«Hay camiones de basura con colectivos que se la pasan con la Guardia Nacional arremetiendo contra los estudiantes que están en la ULA», dijo la señora mientras manejaba. Ella, con los ojos fijos en la vía, buscaba mostrar las pruebas, pero las calles estaban solas. Ni guardia, ni camiones, ni civiles. La noche había invadido todos los rincones de San Cristóbal.
En Twitter usuarios alertaban de civiles encapuchados que rondaban las calles. Dentro de la Universidad de Los Andes, estudiantes aseguraban que hombres con camisas rojas lanzaban piedras y amedrentaban a quienes estaban «enconchados» desde hace una semana, en «la resistencia». Con suspicacia se recoge este tipo de información. En Venezuela, país donde la mayor parte de los medios de comunicación están comprados por el Gobierno Nacional, la noticias no tienen mayor filtro que 140 caracteres. Ya el trabajo del reportero va más allá de hablar con testigos, la clave es arriesgarse y confirmar como un observador participante aquello que se denuncia.
Fue esta motivación la que hizo que, al día siguiente, con cámara en mano, nos dispusiéramos a buscar evidencias. «Ellos empiezan a salir a las 11 de la noche», comentó la mujer que el día anterior había facilitado el transporte. Su vida, de modo alguno, gira en torno a las protestas. Ella tiene un negocio que formó con esfuerzo tras llegar al estado Táchira. Su lucha es «contra un gobierno corrupto» y por eso en las noches maneja por las calles para ver cuál es la situación. Cuando los periodistas se ausentan, la sociedad civil, a veces, asume ese rol.

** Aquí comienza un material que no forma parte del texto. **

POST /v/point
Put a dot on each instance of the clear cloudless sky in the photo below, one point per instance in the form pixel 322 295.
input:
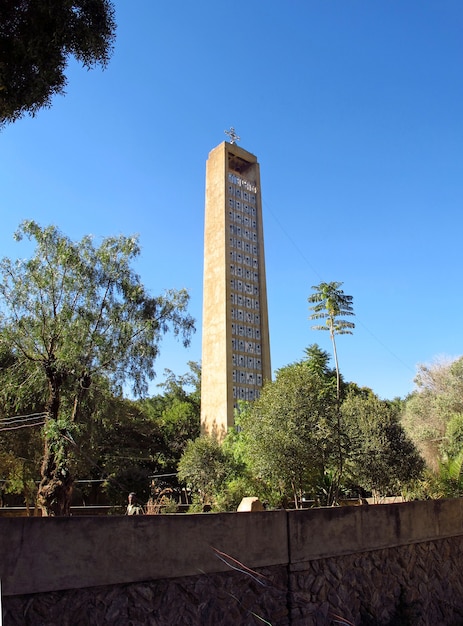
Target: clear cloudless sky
pixel 354 109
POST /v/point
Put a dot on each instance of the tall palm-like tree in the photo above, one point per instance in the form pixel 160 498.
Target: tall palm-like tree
pixel 331 304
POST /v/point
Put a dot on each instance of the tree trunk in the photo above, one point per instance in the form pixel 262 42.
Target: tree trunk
pixel 55 489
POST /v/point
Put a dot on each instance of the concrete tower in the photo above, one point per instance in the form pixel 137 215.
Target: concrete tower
pixel 235 350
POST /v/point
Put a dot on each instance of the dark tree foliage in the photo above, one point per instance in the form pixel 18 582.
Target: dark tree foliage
pixel 77 320
pixel 36 39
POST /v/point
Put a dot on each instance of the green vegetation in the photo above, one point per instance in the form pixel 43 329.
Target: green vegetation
pixel 77 325
pixel 37 38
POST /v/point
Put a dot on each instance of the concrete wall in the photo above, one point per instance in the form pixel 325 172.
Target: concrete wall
pixel 368 564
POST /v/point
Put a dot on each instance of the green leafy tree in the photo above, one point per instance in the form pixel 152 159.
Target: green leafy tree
pixel 289 433
pixel 331 304
pixel 432 412
pixel 76 316
pixel 381 457
pixel 206 467
pixel 36 39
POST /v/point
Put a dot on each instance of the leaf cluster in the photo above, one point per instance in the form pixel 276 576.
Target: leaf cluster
pixel 36 39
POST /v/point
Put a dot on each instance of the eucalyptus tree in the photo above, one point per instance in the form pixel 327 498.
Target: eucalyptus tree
pixel 36 39
pixel 76 317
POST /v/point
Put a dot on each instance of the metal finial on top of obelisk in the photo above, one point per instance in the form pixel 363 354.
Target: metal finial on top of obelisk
pixel 232 134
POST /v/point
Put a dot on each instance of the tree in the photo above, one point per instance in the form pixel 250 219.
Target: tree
pixel 36 39
pixel 381 457
pixel 76 317
pixel 289 432
pixel 330 303
pixel 205 466
pixel 433 411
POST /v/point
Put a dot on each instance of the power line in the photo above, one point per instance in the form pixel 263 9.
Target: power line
pixel 300 252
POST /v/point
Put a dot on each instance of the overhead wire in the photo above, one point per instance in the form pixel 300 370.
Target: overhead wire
pixel 315 271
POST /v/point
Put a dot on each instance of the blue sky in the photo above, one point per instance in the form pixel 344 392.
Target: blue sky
pixel 354 109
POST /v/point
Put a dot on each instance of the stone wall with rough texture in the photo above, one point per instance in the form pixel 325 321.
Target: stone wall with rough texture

GNB con armas largas rodearon la Universidad
El recorrido comenzó y a los pocos minutos de arrancar, exactamente en la zona de Barrio Obrero, un camión de basura cerraba una de las calles. Eran las 11 de la noche aproximadamente. Un grupo de hombres, algunos con capuchas, vestidos con camisas rojas, rondaban el lugar donde cayó el joven Kluiverth Roa, asesinado por la Policía Nacional el pasado 24 de febrero. Recogían escombros y pintaban sobre las paredes grafitis alusivos a la muerte que conmocionó al estado. Tapaban, pero a la vez, pintaban en rojo frases alusivas a la revolución de Hugo Chávez.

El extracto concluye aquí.